Never heard of Second Life. Is it a massive online role playing game like World of Warcraft or Guildwars? I play Wow. I have played for almost 7 years and really enjoy it. It can be addictive and at one point a few years ago when life wasn't doing well for me I was approaching that point. I think I was using it as an escape method.

Fortunately I dialed it back and only play a few times a week and not regularly, just when I have time to do so and nothing else to do. During most of the year, when the weather is nice, I rarely play it. I might log in once a month.

I have a lot of other hobbies and friends so it's never been the ONLY thing in my life. When something consumes one's life to the point where everything and everyone else becomes secondary then it's bad. It's not just with games either. Anything taken to the extreme indicates a problem. 

I have never gotten involved with anyone else in any sort of EA or anything while in the game. One guy was flirting and getting personal with me and I cut off my contact with him. I'm not interested in that sort of thing at all. I play to have fun and enjoy the game. That's all. 

My husband and I used to play WoW together years ago. Our kids would play it too. We'd often play as a family and had fun together. Then my husband said he was bored and stopped playing. I was rather sad and upset about this because if it was something I thought we shared and enjoyed together. I continued to play by myself. He would sit and watch TV (something I don't enjoy at all) and that was fine but then he started to nag at me not to play and I grew to resent that but that was part and parcel of a lot of problems in our marriage. There are tons of other issues as well. Wow was the least of our problems. 

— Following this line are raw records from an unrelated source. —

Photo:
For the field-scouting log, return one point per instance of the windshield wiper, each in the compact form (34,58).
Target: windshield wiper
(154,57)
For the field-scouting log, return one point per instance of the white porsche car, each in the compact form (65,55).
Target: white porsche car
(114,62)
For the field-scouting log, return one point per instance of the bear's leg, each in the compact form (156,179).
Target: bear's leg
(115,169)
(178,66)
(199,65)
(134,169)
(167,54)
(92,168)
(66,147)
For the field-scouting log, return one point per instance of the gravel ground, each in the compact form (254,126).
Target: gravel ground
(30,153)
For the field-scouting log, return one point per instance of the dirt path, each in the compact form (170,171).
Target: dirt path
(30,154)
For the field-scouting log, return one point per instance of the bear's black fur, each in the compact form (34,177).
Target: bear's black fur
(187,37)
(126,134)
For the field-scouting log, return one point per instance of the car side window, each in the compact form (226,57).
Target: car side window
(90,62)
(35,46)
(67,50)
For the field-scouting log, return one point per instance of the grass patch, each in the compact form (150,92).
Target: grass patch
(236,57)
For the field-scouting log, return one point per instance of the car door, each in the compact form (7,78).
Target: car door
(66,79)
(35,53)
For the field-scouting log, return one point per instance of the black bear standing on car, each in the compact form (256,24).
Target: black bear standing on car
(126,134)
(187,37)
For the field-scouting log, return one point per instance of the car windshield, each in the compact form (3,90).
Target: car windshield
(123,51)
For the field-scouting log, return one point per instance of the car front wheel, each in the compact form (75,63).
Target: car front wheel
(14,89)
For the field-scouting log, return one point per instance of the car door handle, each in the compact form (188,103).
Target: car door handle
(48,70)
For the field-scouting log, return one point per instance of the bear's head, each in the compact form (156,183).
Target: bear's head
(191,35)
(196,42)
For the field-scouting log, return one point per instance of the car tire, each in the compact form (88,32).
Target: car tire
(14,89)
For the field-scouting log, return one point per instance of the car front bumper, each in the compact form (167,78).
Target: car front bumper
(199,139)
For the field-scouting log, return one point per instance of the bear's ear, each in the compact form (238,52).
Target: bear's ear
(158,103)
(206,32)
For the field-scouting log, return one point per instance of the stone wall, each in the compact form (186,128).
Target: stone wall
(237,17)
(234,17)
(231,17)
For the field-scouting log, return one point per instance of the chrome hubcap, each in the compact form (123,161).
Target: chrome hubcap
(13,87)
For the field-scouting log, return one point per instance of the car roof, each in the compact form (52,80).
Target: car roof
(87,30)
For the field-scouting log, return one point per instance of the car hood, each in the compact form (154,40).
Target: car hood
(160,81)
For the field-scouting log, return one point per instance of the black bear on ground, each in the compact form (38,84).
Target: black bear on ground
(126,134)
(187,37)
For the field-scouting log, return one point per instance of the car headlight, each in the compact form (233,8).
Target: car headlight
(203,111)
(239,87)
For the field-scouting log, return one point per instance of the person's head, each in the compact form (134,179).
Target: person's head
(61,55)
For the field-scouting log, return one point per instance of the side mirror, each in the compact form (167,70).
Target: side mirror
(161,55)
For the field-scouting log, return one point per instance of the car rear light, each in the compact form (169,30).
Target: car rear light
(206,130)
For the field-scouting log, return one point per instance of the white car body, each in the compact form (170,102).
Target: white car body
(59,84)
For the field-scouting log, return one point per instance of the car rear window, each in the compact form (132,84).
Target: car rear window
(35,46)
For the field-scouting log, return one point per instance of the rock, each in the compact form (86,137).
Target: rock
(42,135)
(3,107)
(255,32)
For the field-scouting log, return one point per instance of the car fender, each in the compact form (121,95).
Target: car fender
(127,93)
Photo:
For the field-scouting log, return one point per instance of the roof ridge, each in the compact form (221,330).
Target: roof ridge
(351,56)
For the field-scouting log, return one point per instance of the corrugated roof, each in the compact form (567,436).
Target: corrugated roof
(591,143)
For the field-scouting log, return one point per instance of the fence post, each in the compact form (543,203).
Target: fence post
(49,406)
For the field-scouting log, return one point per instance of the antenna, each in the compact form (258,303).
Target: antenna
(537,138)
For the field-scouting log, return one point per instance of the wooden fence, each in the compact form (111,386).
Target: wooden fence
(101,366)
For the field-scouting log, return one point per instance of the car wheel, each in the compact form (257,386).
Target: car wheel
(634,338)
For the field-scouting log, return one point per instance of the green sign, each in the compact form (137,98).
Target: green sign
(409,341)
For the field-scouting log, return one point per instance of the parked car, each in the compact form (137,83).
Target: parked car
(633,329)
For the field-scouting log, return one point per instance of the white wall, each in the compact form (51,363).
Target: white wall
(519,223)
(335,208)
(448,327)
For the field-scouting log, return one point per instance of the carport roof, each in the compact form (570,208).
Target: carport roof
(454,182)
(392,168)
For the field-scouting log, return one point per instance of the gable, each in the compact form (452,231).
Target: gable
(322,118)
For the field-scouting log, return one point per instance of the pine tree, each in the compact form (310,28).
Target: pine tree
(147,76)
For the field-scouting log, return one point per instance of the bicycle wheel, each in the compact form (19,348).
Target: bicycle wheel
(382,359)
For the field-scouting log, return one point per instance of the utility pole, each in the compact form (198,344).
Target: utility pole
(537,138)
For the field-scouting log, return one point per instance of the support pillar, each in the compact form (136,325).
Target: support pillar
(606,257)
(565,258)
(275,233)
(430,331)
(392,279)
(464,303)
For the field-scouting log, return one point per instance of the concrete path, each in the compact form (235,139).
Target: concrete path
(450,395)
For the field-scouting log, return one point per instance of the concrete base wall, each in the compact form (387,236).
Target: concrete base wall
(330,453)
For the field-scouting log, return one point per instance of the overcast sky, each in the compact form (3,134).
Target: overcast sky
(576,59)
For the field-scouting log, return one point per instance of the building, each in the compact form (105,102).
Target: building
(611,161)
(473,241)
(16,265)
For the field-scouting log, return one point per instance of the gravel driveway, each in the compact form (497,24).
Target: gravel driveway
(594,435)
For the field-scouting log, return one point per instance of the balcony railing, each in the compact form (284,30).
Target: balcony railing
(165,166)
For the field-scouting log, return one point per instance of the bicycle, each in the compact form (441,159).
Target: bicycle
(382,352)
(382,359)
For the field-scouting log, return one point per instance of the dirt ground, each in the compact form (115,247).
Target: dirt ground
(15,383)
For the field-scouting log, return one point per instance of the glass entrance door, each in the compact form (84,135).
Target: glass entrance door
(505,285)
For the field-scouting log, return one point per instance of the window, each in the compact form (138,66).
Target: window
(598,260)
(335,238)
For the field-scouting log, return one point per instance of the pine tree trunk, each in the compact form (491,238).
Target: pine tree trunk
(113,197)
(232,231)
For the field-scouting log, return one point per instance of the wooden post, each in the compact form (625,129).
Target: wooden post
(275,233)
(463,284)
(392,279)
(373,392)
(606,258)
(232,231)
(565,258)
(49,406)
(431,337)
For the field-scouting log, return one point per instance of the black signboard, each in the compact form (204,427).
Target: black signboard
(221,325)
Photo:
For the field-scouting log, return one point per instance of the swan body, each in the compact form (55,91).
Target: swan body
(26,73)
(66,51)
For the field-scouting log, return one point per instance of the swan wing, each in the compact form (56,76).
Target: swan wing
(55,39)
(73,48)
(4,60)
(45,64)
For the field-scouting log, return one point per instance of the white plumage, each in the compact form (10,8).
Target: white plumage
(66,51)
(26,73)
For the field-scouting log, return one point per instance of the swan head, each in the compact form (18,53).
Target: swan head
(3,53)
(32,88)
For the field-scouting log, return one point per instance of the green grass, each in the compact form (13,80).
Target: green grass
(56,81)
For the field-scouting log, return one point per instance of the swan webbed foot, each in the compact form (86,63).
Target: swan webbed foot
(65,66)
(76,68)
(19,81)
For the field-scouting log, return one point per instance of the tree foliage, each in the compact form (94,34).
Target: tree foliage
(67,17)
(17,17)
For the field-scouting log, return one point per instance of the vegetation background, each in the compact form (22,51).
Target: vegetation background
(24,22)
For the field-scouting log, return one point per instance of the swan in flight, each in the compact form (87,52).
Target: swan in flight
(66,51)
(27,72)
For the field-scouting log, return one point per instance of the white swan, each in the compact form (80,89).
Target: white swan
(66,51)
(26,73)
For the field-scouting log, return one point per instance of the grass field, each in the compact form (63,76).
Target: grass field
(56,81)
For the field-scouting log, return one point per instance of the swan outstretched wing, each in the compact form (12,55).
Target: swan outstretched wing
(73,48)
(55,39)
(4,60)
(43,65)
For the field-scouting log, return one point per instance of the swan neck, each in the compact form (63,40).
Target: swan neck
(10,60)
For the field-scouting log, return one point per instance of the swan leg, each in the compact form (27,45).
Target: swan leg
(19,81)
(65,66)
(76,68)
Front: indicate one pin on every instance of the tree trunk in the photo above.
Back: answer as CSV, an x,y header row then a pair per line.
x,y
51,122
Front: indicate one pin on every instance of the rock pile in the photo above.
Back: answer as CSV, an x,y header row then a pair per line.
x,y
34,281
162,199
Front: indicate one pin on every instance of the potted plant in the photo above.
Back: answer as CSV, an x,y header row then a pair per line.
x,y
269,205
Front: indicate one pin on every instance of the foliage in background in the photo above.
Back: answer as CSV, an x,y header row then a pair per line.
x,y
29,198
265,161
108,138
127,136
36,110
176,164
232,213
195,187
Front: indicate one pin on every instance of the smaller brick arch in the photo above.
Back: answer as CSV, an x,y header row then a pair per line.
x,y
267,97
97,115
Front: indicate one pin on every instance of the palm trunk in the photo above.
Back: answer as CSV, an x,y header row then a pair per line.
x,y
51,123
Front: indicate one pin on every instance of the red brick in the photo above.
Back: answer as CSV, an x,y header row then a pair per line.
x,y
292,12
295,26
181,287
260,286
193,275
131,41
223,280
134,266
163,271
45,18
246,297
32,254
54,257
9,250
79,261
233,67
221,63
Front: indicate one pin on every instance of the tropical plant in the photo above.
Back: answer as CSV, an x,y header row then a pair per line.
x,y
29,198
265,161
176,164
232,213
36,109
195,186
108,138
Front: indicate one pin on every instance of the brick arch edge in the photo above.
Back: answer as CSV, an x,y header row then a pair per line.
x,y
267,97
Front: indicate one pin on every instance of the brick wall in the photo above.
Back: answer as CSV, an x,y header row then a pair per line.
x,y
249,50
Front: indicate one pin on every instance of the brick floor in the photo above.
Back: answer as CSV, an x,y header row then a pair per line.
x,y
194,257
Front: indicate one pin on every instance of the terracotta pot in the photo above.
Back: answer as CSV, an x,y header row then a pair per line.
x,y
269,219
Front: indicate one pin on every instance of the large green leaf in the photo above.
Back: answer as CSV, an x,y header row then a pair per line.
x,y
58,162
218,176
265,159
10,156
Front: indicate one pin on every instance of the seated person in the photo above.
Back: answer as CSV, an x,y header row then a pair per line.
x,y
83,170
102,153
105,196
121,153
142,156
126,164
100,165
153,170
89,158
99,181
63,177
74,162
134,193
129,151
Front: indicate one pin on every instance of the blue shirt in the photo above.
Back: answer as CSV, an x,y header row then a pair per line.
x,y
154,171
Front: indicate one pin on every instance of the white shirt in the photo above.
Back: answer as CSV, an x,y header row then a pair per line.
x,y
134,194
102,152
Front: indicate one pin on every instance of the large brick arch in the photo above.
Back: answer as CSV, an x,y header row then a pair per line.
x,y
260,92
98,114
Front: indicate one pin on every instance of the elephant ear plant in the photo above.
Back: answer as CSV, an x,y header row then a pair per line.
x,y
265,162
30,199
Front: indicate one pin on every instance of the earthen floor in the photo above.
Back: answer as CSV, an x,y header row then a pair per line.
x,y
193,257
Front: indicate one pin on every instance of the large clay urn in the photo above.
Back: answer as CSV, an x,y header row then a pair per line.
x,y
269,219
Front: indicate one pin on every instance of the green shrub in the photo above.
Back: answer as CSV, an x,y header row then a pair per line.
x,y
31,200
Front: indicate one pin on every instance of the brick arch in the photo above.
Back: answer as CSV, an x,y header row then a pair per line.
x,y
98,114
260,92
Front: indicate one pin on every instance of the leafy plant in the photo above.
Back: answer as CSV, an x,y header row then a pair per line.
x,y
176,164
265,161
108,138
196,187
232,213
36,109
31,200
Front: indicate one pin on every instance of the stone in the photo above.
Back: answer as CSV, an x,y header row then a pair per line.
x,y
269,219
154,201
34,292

But we don't live together anymore and I'm happy that I kept WoW and got rid of him. 

Nowadays I play WoW a few hours a week as a form of relaxation and entertainment..the way some folks watch TV I guess. It's a cheap way to enjoy time at home. My daughter likes it too. She only has it on her computer here at home so she only plays it when she's home, not at college. We play together so it's something we share and enjoy together.


----------



## old timer

*FOAL:* W has been in SL now for over 3 yrs. Has gradually been spending more and more of her time there. I would estimate that she will now spend 6 to 12 hrs per day in SL. Probably averages about 8 hrs/day.


----------